How big business is helping expand NSA surveillance


Corporate America is seeking to shift responsibility for and the cost of protecting their own networks to the government, and by extension to the taxpayers. The government just wants a few things in return.

American public say hello to CISA (Formerly CISPA), and goodbye to yet another piece of of your liberty.

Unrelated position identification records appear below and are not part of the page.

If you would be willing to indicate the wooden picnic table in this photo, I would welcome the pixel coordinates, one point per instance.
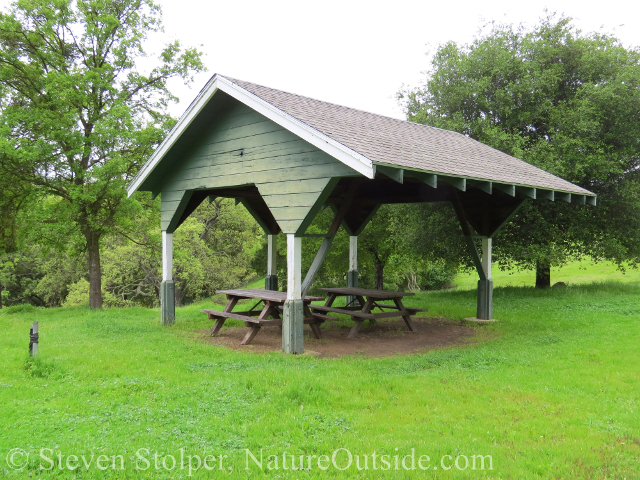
(367, 300)
(272, 303)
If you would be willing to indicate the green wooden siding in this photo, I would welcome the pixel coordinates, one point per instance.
(242, 147)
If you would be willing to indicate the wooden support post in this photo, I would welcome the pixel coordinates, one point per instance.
(485, 286)
(293, 322)
(33, 339)
(271, 281)
(352, 274)
(167, 287)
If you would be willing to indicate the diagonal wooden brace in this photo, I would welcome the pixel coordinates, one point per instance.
(326, 243)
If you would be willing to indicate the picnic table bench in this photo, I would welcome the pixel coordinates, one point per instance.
(367, 301)
(272, 301)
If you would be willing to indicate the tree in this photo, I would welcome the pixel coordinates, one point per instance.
(78, 115)
(565, 101)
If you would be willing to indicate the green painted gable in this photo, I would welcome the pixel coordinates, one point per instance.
(231, 145)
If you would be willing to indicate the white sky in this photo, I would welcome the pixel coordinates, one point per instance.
(353, 52)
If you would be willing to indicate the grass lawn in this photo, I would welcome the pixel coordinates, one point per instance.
(573, 273)
(552, 390)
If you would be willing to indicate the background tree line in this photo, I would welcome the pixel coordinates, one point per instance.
(80, 116)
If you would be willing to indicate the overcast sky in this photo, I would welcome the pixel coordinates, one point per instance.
(353, 52)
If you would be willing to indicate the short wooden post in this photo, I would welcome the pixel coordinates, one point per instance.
(293, 321)
(33, 339)
(167, 287)
(352, 274)
(271, 280)
(485, 286)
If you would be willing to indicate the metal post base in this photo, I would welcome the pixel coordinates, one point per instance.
(293, 327)
(352, 281)
(485, 300)
(271, 282)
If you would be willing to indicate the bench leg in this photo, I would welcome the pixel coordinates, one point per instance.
(248, 338)
(354, 330)
(217, 326)
(409, 323)
(406, 318)
(315, 328)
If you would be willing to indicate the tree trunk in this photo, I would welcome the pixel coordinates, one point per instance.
(543, 275)
(95, 269)
(379, 274)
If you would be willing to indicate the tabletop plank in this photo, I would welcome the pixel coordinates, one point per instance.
(262, 294)
(364, 292)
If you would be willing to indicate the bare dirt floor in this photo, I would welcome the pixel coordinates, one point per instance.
(385, 338)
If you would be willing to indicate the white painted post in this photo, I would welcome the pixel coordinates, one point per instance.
(485, 287)
(353, 252)
(34, 339)
(271, 261)
(352, 274)
(294, 267)
(167, 256)
(271, 281)
(487, 244)
(293, 321)
(167, 287)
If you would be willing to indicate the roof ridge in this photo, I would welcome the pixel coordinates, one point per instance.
(234, 80)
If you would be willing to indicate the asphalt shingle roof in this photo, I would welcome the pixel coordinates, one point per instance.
(407, 144)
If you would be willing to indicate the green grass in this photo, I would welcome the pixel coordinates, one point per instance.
(552, 390)
(572, 273)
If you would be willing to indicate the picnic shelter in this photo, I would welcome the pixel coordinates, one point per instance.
(285, 156)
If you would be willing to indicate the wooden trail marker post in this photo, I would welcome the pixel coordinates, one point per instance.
(33, 340)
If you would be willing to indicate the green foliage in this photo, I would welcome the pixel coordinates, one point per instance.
(563, 100)
(78, 117)
(78, 294)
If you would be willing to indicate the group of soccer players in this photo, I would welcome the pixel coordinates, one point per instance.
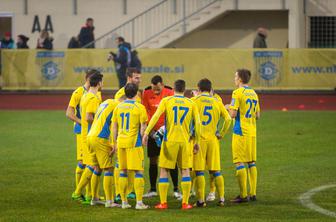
(183, 132)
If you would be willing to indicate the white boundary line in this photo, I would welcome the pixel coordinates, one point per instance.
(306, 201)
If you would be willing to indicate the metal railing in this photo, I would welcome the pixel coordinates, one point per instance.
(154, 21)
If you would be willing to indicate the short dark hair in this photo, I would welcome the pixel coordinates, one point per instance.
(131, 90)
(204, 85)
(179, 85)
(121, 39)
(156, 79)
(244, 75)
(132, 70)
(89, 73)
(95, 78)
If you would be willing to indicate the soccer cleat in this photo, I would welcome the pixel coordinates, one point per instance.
(150, 194)
(211, 196)
(125, 206)
(110, 204)
(200, 204)
(253, 198)
(238, 199)
(220, 203)
(141, 206)
(95, 202)
(77, 197)
(177, 195)
(186, 206)
(161, 206)
(131, 195)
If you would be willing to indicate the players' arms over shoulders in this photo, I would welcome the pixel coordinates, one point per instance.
(70, 113)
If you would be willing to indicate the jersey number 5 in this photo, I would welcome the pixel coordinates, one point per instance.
(252, 104)
(176, 109)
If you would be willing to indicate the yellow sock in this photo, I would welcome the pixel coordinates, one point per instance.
(130, 186)
(253, 178)
(108, 184)
(163, 189)
(200, 184)
(85, 180)
(123, 180)
(212, 184)
(186, 186)
(79, 171)
(139, 186)
(95, 184)
(241, 175)
(219, 181)
(116, 180)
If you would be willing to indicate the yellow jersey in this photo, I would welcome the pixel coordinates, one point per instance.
(181, 114)
(120, 95)
(75, 103)
(89, 104)
(101, 126)
(129, 115)
(210, 111)
(246, 102)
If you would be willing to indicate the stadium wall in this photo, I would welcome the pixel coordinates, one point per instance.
(273, 69)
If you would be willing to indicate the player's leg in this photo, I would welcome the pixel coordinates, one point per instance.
(123, 177)
(252, 169)
(239, 158)
(213, 164)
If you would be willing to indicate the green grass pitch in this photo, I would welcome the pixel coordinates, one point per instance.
(296, 152)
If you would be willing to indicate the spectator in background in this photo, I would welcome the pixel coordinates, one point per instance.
(7, 42)
(122, 60)
(44, 41)
(74, 43)
(260, 39)
(22, 42)
(86, 34)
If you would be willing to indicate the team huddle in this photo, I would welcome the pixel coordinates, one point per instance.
(178, 131)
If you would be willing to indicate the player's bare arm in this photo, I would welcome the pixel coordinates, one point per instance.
(70, 113)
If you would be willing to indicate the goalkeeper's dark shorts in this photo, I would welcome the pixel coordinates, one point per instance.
(152, 149)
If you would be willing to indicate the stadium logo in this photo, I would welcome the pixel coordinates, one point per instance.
(268, 70)
(50, 70)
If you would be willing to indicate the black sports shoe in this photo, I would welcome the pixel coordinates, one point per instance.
(238, 199)
(253, 198)
(200, 204)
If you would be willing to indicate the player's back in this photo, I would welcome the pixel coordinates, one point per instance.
(129, 115)
(248, 106)
(210, 112)
(179, 117)
(84, 106)
(102, 121)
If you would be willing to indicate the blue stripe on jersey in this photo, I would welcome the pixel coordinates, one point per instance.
(240, 167)
(216, 174)
(105, 132)
(138, 175)
(139, 140)
(163, 180)
(186, 179)
(237, 128)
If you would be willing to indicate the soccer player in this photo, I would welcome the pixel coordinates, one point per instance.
(88, 106)
(133, 76)
(100, 145)
(180, 112)
(152, 96)
(245, 109)
(129, 123)
(73, 113)
(210, 110)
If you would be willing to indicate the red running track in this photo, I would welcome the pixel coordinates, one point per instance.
(268, 101)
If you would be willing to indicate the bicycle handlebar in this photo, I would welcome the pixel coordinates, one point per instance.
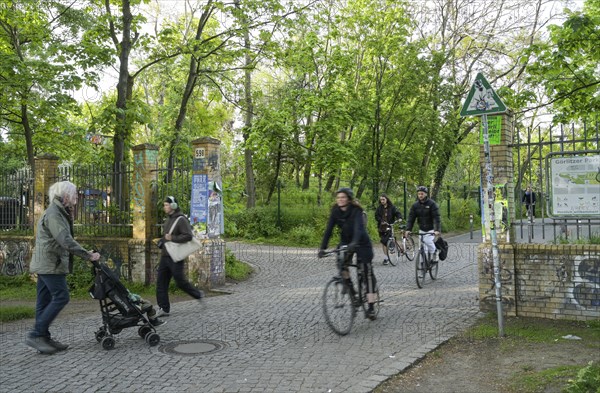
(326, 253)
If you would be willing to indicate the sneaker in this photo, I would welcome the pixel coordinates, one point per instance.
(58, 345)
(157, 322)
(41, 344)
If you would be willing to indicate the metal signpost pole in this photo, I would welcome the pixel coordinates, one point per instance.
(491, 200)
(482, 100)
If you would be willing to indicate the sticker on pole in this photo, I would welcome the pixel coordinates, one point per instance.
(482, 99)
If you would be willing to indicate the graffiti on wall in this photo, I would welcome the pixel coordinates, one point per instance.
(506, 278)
(571, 281)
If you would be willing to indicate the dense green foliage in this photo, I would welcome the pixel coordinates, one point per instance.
(309, 94)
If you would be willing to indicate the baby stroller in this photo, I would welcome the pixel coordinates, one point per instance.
(118, 309)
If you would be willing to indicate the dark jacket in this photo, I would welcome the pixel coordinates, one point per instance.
(428, 214)
(54, 242)
(388, 215)
(182, 233)
(353, 231)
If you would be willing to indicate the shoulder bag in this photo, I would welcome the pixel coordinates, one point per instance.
(180, 251)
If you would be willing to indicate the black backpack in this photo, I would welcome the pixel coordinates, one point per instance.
(442, 247)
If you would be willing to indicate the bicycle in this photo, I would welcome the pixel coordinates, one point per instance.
(407, 247)
(423, 264)
(340, 301)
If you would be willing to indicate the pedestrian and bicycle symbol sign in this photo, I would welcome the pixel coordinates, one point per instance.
(482, 99)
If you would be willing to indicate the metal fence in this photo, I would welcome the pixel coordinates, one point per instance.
(176, 182)
(16, 203)
(102, 209)
(531, 150)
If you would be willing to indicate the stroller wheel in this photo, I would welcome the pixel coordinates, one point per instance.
(144, 330)
(152, 339)
(108, 343)
(115, 330)
(101, 333)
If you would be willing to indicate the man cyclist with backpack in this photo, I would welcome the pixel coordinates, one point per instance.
(427, 212)
(385, 214)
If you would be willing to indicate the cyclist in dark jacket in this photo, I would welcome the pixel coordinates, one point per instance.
(347, 215)
(385, 214)
(426, 211)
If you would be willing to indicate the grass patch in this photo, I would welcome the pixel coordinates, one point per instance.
(534, 329)
(15, 313)
(533, 382)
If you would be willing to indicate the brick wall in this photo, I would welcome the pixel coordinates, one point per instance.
(544, 280)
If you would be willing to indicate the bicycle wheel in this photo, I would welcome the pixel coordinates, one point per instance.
(433, 269)
(409, 248)
(337, 306)
(393, 251)
(420, 269)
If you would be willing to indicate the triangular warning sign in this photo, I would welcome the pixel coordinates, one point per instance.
(482, 99)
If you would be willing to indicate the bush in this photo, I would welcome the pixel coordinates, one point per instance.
(587, 380)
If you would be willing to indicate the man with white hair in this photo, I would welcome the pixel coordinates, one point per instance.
(52, 259)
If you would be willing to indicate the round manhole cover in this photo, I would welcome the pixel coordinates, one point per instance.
(193, 348)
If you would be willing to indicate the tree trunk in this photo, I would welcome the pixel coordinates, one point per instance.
(28, 135)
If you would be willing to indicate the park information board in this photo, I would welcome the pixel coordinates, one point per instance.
(199, 200)
(575, 184)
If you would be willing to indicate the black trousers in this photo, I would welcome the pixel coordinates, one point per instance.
(168, 269)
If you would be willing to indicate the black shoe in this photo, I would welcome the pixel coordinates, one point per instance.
(41, 344)
(157, 322)
(58, 345)
(371, 315)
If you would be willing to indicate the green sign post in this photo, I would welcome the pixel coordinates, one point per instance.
(483, 101)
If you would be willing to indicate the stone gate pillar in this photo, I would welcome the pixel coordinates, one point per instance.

And surprise, Diane Feinstein is behind this to a large extent. But the bill may finally become law thanks to new Republican support in the Senate.

(From The Intercept)

But the intelligence community and corporate America have this year unified behind the bill. For a look into the breadth of the corporate advocacy campaign to pass CISA, see this letter cosigned by many of the most powerful corporate interests in America and sent to legislators earlier this year. Or another letter, reported in the Wall Street Journal, signed by “general counsels of more than 30 different firms, including 3M and Lockheed Martin Corp.”

The partnership between leading corporate lobbyists and the intelligence community was on full display at a cybersecurity summit hosted by the U.S. Chamber of Commerce a few days before the midterm election last year, in which NSA director Admiral Mike Rogers asked a room filled with business representatives for support in passing laws like CISA. At one point, Ann Beauchesne, the lead homeland security lobbyist with the U.S. Chamber of Commerce, asked Rogers, “How can the chamber be helpful to you?” — even suggesting a viral marketing campaign akin to the “ALS ice bucket challenge” to build public support.